With that out of the way, what are the benefits of turning Facebook into an ecosystem of independent social apps renting a shared infrastructure?
- Power. Facebook power comes from the size and durability of its social graph. People are locked in because that’s what all their friends are using. Advertisers are locked in because that’s where most of their audience is. Politicians are locked in because that’s where most of their voters are. Even separating Instagram’s 1.3B MAP and WhatsApp’s 2.1B MAP from Facebook’s 2.6B MAP would by itself diminish Facebook’s power by creating significantly more viable alternatives for people and advertisers than Snapchat’s 230M, Twitter’s 330M, and even TikTok’s 800M.
Efficiency and scalability of Facebook’s infrastructure is a key part of its early success and continued profitability. Equal access to the same infrastructure would enable even more competing social networks reach and maintain viability, diminishing Facebook’s lock-in on people’s friends even further.
- Blast radius. Diminished power and stronger competition wouldn’t just improve market’s ability to hold the company accountable, it would also reduce the blast radius of bad product and policy decisions.
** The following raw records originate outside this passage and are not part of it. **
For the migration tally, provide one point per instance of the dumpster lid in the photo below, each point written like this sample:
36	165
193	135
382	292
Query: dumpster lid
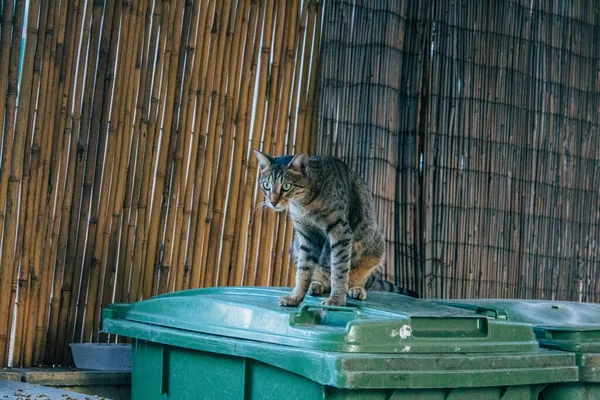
384	323
562	325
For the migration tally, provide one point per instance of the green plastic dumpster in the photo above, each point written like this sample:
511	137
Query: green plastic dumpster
561	325
237	343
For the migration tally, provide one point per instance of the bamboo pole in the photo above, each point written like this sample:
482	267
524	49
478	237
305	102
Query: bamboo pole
138	147
175	161
265	244
240	144
148	126
240	236
188	157
99	185
74	159
112	173
162	155
207	143
5	35
221	174
67	80
250	264
191	272
86	151
10	175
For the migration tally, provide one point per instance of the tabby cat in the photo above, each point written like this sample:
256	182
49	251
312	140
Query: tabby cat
338	246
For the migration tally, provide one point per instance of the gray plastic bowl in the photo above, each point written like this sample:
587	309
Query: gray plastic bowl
102	356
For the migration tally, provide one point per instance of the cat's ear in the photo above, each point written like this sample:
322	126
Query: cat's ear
299	163
264	161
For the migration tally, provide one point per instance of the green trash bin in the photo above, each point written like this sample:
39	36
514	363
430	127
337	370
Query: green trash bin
561	325
237	343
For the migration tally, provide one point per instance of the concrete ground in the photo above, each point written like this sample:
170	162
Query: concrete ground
14	390
85	384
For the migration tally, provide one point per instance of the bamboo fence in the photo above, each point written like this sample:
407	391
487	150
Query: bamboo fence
126	168
127	129
476	125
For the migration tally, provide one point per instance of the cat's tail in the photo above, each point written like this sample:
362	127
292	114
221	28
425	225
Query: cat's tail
377	283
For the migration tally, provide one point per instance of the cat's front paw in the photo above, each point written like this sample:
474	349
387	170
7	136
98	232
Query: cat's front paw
358	293
316	288
335	301
289	301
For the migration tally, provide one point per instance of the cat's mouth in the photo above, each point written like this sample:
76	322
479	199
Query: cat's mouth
278	207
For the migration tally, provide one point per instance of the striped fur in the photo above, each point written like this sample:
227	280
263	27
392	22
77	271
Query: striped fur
338	247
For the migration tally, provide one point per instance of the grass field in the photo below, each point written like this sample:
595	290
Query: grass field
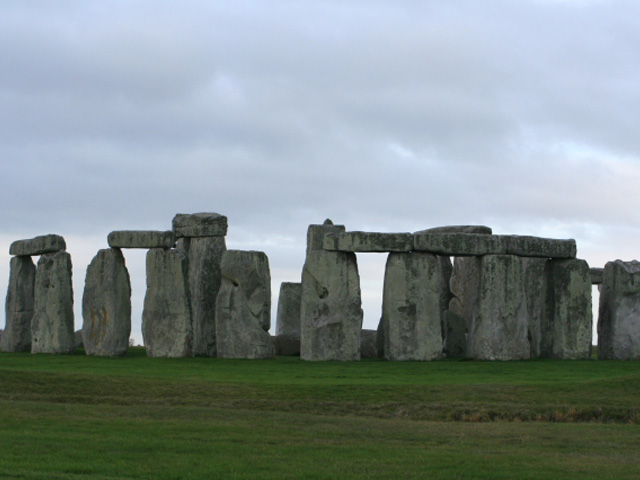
78	417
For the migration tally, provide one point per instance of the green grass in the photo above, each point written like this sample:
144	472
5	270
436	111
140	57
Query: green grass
81	417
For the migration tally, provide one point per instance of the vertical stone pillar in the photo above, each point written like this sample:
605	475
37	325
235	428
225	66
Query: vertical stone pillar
202	237
243	307
464	284
619	313
19	306
331	307
499	325
166	318
567	326
106	305
535	284
411	311
52	326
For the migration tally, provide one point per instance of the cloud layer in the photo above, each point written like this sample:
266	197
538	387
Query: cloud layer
389	116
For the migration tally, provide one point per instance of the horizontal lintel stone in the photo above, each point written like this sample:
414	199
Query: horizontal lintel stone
141	239
459	244
38	246
459	229
527	246
368	242
200	225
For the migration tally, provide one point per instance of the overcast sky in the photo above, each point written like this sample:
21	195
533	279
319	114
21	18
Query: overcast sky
381	115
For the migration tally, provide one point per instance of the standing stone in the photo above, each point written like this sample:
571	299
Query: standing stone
535	286
331	307
567	327
411	307
499	325
464	284
106	305
205	257
19	306
619	315
288	320
52	323
166	318
243	306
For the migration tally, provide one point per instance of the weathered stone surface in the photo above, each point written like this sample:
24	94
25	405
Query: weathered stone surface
567	327
619	313
445	269
286	345
288	320
141	239
52	322
464	284
368	344
535	287
597	275
106	305
316	233
205	258
200	225
38	246
331	307
459	229
166	318
368	242
459	244
528	246
411	307
243	306
499	324
19	306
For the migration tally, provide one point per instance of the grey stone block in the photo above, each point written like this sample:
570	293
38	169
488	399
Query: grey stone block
499	325
106	305
459	244
288	321
527	246
459	229
19	306
141	239
331	307
38	246
369	242
619	313
52	323
200	225
368	344
166	318
597	275
316	233
567	327
243	306
205	277
411	307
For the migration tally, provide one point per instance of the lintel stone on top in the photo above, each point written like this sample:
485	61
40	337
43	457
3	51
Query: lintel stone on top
200	225
40	245
528	246
459	244
141	239
369	242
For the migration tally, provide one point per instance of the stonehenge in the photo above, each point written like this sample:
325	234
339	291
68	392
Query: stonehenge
452	291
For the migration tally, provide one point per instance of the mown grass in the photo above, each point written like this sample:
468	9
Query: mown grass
134	417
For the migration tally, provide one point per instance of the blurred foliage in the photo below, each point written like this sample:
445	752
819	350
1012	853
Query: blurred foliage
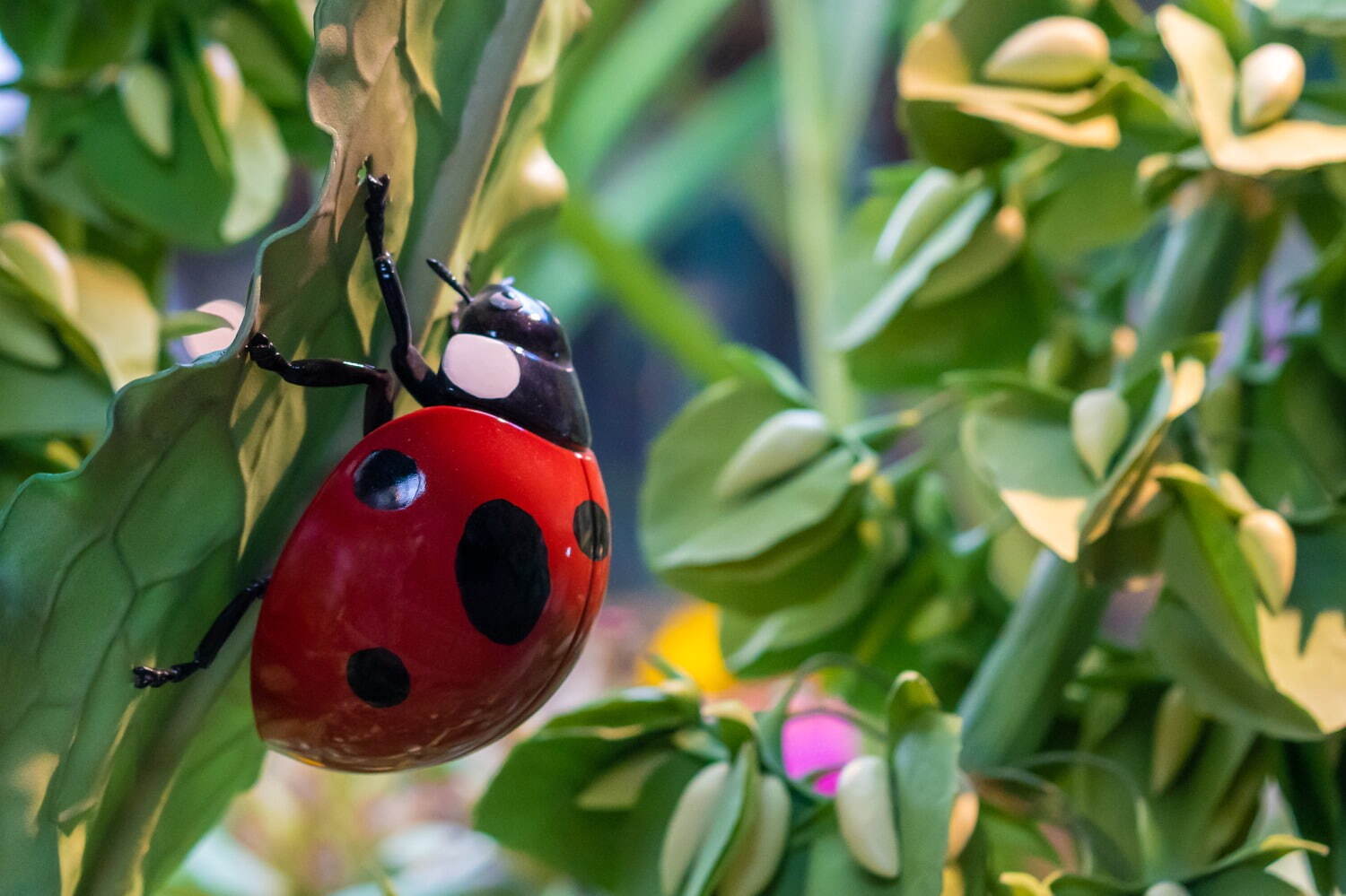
1060	615
1146	651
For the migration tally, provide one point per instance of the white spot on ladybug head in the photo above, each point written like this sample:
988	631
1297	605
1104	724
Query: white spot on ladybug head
481	366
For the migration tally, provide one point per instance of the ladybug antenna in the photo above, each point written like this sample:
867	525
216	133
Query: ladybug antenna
443	274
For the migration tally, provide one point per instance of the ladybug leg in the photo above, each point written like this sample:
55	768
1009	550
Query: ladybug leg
408	363
320	371
209	646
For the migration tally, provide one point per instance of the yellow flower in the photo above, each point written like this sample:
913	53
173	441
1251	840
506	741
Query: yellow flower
689	639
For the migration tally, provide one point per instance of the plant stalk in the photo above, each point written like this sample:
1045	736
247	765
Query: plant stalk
1010	704
1197	271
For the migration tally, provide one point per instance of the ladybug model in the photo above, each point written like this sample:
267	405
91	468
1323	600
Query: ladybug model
441	583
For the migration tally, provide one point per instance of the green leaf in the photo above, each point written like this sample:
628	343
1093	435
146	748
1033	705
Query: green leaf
118	318
1209	75
24	338
831	868
626	77
1096	204
729	825
925	761
1010	702
781	639
226	204
185	323
190	495
710	545
1279	673
988	328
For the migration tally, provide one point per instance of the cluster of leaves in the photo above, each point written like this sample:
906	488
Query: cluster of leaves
610	775
204	467
1138	697
150	126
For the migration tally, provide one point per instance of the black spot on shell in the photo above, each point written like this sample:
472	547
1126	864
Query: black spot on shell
501	568
591	530
379	677
388	479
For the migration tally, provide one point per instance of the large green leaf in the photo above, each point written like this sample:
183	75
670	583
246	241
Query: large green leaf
1209	75
1020	444
533	796
925	764
1280	672
188	497
782	544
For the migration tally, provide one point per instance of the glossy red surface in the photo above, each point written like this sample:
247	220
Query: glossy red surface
353	578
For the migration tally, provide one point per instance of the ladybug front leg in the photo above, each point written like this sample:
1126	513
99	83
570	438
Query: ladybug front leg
408	362
322	371
209	646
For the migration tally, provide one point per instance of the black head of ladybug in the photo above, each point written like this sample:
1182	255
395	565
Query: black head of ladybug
501	311
508	355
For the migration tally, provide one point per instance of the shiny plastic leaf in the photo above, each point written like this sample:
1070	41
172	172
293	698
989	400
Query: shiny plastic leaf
188	497
1208	72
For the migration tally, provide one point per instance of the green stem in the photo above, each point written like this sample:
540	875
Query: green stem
648	295
1197	271
815	171
1012	700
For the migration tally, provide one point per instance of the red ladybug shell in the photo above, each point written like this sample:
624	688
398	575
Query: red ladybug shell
435	592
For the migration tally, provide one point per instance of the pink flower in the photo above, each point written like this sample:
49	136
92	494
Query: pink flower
815	742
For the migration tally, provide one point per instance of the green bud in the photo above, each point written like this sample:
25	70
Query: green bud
147	102
1270	83
754	861
688	825
226	83
782	444
922	207
1098	424
1268	545
1167	888
1054	53
963	820
32	257
619	786
864	815
1176	732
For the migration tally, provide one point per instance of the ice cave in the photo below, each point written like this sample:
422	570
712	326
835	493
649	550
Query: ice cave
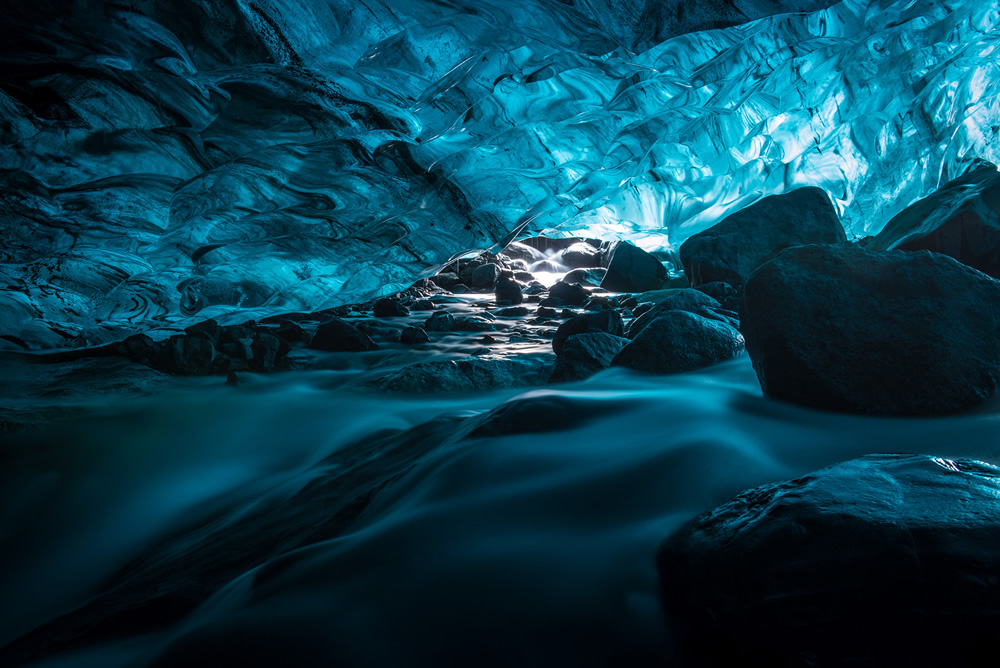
499	333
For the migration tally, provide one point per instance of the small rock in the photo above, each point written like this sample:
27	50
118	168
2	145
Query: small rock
679	341
389	308
440	322
961	219
413	336
583	355
880	332
508	290
571	294
609	322
485	277
581	255
335	335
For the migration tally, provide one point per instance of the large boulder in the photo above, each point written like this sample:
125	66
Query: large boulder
886	333
631	269
679	341
883	560
692	301
609	322
741	242
961	219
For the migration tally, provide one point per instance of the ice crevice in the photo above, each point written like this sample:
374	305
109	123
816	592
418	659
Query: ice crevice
164	163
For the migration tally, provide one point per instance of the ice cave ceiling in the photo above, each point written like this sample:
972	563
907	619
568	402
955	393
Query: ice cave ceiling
166	162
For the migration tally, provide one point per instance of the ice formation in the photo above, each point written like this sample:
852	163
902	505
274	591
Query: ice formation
168	162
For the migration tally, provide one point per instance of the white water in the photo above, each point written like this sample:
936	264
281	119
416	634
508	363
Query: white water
530	549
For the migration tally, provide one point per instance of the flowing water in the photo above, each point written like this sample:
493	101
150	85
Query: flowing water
508	538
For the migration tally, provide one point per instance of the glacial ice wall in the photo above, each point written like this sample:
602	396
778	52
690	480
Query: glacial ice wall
166	162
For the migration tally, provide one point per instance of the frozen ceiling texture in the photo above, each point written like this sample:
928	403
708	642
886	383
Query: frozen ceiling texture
166	162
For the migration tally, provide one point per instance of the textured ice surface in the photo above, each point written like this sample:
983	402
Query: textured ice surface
165	162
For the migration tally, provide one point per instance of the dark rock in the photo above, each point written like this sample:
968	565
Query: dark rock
336	336
571	294
524	276
469	375
513	312
583	355
886	333
189	356
508	290
581	255
733	248
688	300
872	562
474	323
266	350
961	219
547	266
440	322
608	322
291	332
679	341
413	336
446	280
485	277
389	308
591	277
632	269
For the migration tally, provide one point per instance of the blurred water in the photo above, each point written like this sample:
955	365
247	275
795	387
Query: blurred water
530	543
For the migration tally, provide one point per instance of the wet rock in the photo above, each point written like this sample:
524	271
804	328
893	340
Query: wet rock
961	219
608	322
743	241
886	333
631	269
508	291
513	312
266	351
474	323
886	560
468	375
423	305
447	280
485	277
519	251
571	294
189	356
440	322
591	277
413	335
581	255
583	355
389	308
688	300
679	341
335	335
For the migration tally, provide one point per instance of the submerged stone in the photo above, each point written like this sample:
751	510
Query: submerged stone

- Policy. If Instagram and WhatsApp could make independent decisions on community standards and political engagement, we’d be likely to see significant divergence from Facebook policy (e.g. stronger focus on safety in Instagram and on privacy in WhatsApp). They’d be able to implement a firewall between lobbyists and policy researchers. They’d have their own PACs or not have PACs at all. Maybe their CEOs might even refrain from inviting white nationalists for dinner to discuss how to make them more comfortable on their platform.
- Product differentiation. Independent social apps are more likely to innovate and differentiate and would be less likely to choose unification over interoperability.
- Competition. Better not just for users and advertisers, but also for workers who would have more employers to choose from and a better chance to land a full-time job instead of getting stuck in a precarious contingent contractor position for years.
- Monetization models. Having more large financially independent social networks makes it more likely that some of them will be willing to experiment with alternative monetization models that are not driven by screen time addiction and psychological manipulation.
Last but not least, the question of breaking up Facebook should not be narrowly framed in terms of reversing the acquisitions of Instagram and WhatsApp. There is an even bigger problem with Facebook than leveraging its size to eliminate competition.
Facebook has grown large enough to be fundamentally unable to control a broad range of abuse on its platform. Facebook’s profitability comes from externalizing the cost of consequences of that abuse to the entire world.
Breaking out the acquisitions that should not have been approved in the first place is not going to be enough. New regulations have to be put in place to restore the balance between, on one hand, the level of control companies like Facebook have over people on their platforms and the profit they extract from that, and on the other hand, the burden of detecting and countering misuse of these platforms, and of mitigating and preventing public harm that comes from such misuse.